Wendy, although initially invested in the process, gave up on the idea of creating a botanical garden after years of keeping the meticulous records required, because it became too labour intensive. Nevertheless, visiting and walking through the garden with the artists is an adventure. The smallest shift is noticed and welcomed with enchantment: A huge-stemmed variety from the Yucca family, which flower once in a life time; Boesmansdruif; Helichrysum splendidum with it silver-grey foliage that smells like camphor, Ledebouria, its bulbous base clothed in purplish-brown outer sheaths; the otherworldly slow-growing succulent Cyphostemma juttae, commonly known as Wild Grape; the ancient-looking Adenia spenosa with  stems resembling an elephant’s foot… I make a note to find out more. Wendy introduces me to a concept in Japanese aesthetics: ‘Yugen’, meaning graceful and delicate and simultaneously, dark and mysterious.
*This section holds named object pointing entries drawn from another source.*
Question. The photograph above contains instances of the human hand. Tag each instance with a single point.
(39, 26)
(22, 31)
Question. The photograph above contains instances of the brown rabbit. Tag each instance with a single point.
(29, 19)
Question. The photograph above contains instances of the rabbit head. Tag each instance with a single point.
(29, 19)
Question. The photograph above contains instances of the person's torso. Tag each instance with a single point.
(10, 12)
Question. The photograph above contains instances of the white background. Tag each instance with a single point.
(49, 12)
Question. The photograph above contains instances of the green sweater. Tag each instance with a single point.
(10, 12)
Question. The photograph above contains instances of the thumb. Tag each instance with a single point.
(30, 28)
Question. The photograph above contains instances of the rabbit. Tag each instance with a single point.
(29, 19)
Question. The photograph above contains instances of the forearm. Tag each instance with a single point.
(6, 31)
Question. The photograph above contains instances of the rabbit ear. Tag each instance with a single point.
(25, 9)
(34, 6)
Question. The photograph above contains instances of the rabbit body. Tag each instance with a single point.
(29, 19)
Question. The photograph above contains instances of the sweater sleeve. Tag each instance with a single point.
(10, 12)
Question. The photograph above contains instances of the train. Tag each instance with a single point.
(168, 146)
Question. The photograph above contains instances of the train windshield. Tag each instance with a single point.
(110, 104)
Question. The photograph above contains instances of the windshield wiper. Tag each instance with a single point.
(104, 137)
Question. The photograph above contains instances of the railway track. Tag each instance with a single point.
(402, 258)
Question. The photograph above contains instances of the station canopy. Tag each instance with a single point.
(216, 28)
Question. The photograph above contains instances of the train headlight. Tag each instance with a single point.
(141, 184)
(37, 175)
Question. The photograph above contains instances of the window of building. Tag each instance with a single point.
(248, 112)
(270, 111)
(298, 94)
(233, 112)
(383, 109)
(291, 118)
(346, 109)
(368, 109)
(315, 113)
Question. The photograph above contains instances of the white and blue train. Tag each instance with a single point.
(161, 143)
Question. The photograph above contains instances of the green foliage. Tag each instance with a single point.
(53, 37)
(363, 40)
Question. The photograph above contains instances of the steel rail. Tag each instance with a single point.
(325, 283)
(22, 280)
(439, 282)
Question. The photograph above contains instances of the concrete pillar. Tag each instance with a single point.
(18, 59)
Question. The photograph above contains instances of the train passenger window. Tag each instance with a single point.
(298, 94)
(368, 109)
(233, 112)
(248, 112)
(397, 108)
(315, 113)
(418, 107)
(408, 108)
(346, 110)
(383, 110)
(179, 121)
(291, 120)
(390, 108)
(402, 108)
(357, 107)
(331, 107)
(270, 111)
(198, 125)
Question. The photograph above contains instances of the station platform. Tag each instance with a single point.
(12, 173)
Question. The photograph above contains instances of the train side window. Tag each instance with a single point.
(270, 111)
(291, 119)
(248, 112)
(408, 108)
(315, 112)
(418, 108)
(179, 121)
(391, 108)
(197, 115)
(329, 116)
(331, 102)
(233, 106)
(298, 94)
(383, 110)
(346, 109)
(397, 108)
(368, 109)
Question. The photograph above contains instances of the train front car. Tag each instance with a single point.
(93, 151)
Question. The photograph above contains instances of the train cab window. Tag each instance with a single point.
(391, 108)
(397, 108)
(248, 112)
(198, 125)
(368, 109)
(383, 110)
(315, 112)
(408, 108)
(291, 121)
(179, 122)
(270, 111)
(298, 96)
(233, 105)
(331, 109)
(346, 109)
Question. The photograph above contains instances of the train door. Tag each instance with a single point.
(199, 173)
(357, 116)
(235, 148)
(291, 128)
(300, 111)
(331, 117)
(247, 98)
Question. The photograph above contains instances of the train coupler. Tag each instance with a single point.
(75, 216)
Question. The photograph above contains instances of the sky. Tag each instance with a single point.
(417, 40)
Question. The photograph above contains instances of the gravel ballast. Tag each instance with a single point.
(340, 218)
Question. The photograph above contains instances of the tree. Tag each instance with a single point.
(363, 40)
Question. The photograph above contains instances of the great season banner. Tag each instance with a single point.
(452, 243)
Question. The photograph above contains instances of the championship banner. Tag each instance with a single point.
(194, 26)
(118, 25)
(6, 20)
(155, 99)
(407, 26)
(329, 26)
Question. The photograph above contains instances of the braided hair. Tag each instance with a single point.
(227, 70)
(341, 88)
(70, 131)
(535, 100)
It describes a movement of the heart that is evoked in me when I sense the fragile interdependence between the natural world, the curated garden, the house, the artworks and the artists. Within this complexity, the artists have created an alternative reality a parallel universe, where the old world falls apart and
a more meaningful world is revealed.   

ABOVE  Tempestuous DNA splicers, the two artists have merged rock, earth, leaf and drop. Pattern within pattern within plant within path, the vibrant vivid fractal of their creations holds a space, one of sanctuary and vital living chaos.

ABOVE Stairways and oscillating arrangements of stone and organic sculptures abound the landscape; here, a quiet staircase next to Wendy’s studio leads to the roof of the home. Every view is framed by organic sculptures and considered structures that hold art, landscape and architecture in dynamic tension.